What the US Faster Payments Council Recognition Means

The US Faster Payments Council report identifies Ripple alongside Stellar as leading innovators for G20 domestic and cross-border payment modernization, a recognition that reflects how far the perception of blockchain payment infrastructure has shifted since Ripple’s legal conflict with the SEC began in 2020. The G20’s payments roadmap requires that by 2027, 75% of global cross-border transfers must be credited within one hour, with transaction costs falling to as low as one cent. By 2030, at least 90% of the global population should have access to at least one cross-border remittance provider. As crypto.news documented, Ripple has been systematically expanding its payment network across multiple continents simultaneously in April 2026, signing a blockchain remittance proof-of-concept with South Korea’s KBank on April 27 and closing its second Korean institutional deal of the month following the Kyobo Life Insurance partnership on April 15. ISO 20022 compliance, built-in liquidity management, and sub-second settlement positions Ripple’s infrastructure as a direct technical match for the G20 target specifications.

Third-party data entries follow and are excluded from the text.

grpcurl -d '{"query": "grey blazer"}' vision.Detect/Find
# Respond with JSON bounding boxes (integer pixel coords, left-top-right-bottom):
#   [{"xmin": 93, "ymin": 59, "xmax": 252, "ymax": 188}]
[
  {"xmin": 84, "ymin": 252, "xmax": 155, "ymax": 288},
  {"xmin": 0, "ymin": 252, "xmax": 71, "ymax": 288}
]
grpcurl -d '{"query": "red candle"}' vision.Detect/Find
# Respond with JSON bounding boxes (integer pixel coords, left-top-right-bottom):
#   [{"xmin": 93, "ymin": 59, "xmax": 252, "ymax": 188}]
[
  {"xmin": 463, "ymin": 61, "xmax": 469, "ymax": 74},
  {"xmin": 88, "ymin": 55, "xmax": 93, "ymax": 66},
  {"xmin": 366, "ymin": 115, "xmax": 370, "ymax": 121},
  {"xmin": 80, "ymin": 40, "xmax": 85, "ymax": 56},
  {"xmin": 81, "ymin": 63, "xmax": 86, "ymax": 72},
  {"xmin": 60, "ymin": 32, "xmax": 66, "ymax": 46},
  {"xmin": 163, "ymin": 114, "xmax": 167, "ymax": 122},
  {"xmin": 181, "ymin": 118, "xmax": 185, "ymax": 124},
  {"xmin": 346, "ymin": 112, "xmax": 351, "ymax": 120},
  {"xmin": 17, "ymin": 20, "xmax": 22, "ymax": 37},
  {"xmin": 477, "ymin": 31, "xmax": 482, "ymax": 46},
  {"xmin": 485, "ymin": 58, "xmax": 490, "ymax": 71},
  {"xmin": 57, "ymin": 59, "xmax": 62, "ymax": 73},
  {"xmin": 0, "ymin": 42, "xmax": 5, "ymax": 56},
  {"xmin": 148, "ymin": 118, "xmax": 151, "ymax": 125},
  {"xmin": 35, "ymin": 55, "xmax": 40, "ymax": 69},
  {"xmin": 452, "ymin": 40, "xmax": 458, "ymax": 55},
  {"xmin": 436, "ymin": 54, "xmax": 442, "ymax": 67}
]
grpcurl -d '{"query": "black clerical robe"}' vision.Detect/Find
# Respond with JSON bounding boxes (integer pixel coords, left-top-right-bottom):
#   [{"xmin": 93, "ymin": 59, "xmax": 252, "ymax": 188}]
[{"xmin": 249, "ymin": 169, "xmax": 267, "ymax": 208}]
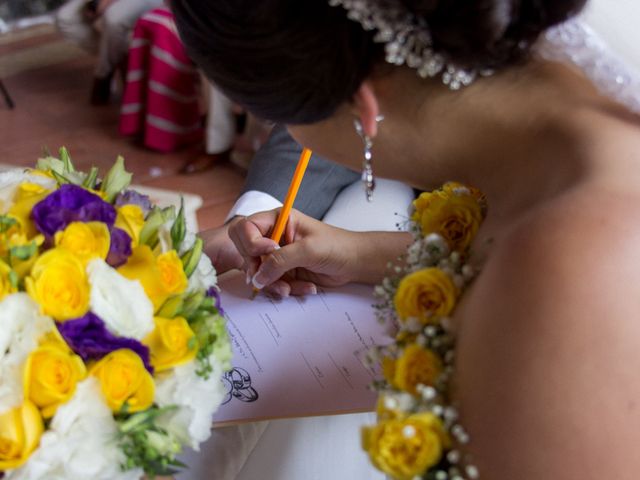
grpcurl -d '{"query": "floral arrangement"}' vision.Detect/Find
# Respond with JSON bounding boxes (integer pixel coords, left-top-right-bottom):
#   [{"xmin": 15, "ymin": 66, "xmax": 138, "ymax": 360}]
[
  {"xmin": 0, "ymin": 148, "xmax": 231, "ymax": 479},
  {"xmin": 362, "ymin": 182, "xmax": 487, "ymax": 480}
]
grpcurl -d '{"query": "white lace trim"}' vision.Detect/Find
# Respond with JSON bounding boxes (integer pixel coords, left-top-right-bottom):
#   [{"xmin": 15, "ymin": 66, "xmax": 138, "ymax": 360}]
[{"xmin": 537, "ymin": 19, "xmax": 640, "ymax": 114}]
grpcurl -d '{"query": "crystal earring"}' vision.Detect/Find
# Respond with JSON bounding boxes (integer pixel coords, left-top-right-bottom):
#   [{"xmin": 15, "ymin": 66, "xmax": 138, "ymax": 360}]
[{"xmin": 354, "ymin": 115, "xmax": 384, "ymax": 202}]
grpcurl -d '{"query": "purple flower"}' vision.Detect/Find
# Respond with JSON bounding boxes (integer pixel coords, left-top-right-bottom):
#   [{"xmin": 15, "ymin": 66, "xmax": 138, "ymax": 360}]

Ripple’s Institutional Footprint in April 2026

April 2026 has been Ripple’s most active institutional expansion month on record. As crypto.news tracked, Ripple acquired BC Payments Australia to secure an Australian Financial Services License ahead of new crypto regulations taking effect June 30, 2026, continuing a regulatory licensing push that has already secured approvals in Singapore, the UAE, the UK, and Ireland. Ripple has also been granted conditional approval for a US national trust banking charter by the Office of the Comptroller of the Currency. As crypto.news noted, SWIFT has been testing Ripple’s ODL and XRP as integration candidates for its own cross-border payment modernization program, with XRP’s 3 to 5 second settlement time and $0.0002 per transaction cost representing a performance profile that directly competes with every major legacy cross-border rail in operation today.

The US Faster Payments Council report does not represent a formal endorsement or certification of Ripple’s technology, but rather an identification of innovative solutions within the G20 payment framework context.